Punia queenslandica

Scientific classification
- Kingdom: Animalia
- Phylum: Arthropoda
- Clade: Pancrustacea
- Class: Insecta
- Order: Hemiptera
- Suborder: Auchenorrhyncha
- Family: Cicadidae
- Genus: Punia
- Species: P. queenslandica
- Binomial name: Punia queenslandica Moulds, 2020

= Punia queenslandica =

- Genus: Punia
- Species: queenslandica
- Authority: Moulds, 2020

Species of cicada

Punia queenslandica is a species of cicada, also known as the eastern grass pygmy, in the true cicada family, Cicadettinae subfamily and Cicadettini tribe. The species is endemic to Australia.
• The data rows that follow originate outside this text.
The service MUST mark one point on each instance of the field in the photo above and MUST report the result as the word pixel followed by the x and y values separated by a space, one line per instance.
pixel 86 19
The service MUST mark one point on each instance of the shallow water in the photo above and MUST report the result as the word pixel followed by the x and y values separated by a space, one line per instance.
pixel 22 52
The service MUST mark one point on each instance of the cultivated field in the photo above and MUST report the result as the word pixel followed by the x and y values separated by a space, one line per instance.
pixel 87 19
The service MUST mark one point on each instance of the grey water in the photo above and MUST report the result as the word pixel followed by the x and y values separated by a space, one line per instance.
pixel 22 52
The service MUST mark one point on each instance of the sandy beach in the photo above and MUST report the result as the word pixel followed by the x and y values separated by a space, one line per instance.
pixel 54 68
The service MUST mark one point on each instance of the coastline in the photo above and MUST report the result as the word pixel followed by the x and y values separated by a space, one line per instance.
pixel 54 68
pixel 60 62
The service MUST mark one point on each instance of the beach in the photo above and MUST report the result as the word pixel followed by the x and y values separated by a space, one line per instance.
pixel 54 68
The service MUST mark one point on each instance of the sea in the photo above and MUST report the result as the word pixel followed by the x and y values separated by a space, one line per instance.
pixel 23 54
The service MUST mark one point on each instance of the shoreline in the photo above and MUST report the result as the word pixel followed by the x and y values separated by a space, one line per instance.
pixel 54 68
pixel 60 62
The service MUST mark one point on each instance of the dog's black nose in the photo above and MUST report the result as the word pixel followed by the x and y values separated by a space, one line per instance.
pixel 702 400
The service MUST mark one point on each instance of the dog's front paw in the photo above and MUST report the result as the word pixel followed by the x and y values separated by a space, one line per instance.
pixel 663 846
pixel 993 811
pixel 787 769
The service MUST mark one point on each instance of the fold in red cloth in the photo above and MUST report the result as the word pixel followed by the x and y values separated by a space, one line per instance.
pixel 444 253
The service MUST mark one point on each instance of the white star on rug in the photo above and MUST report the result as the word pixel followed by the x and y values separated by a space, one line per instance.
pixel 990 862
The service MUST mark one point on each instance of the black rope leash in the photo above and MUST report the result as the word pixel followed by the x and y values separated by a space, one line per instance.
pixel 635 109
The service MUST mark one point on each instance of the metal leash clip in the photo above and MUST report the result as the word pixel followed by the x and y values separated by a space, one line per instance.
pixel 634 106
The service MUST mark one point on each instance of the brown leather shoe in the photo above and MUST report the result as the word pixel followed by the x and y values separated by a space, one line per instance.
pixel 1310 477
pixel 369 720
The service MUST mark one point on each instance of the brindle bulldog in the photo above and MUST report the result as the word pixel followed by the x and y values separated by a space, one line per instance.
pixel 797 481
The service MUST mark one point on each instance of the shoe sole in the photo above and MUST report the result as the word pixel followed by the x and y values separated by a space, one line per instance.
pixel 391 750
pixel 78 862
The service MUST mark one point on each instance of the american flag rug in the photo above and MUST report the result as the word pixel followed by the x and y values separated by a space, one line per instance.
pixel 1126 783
It was described in 2020 by Australian entomologist Maxwell Sydney Moulds.

==Etymology==
The specific epithet queenslandica refers to the state of Queensland, which encompasses the known range of the species.

==Description==
The length of the forewing is 9–11 mm.

==Distribution and habitat==
The species occurs in coastal and subcoastal areas of north-eastern Queensland, from the Iron Range southwards to Mount Storth, some 35 km south of Townsville. Associated habitats are open grassland and grassy woodland.

==Behaviour==
Adult males may be heard from November to March, clinging to grass stems, emitting low-pitched, stuttering, chirping calls.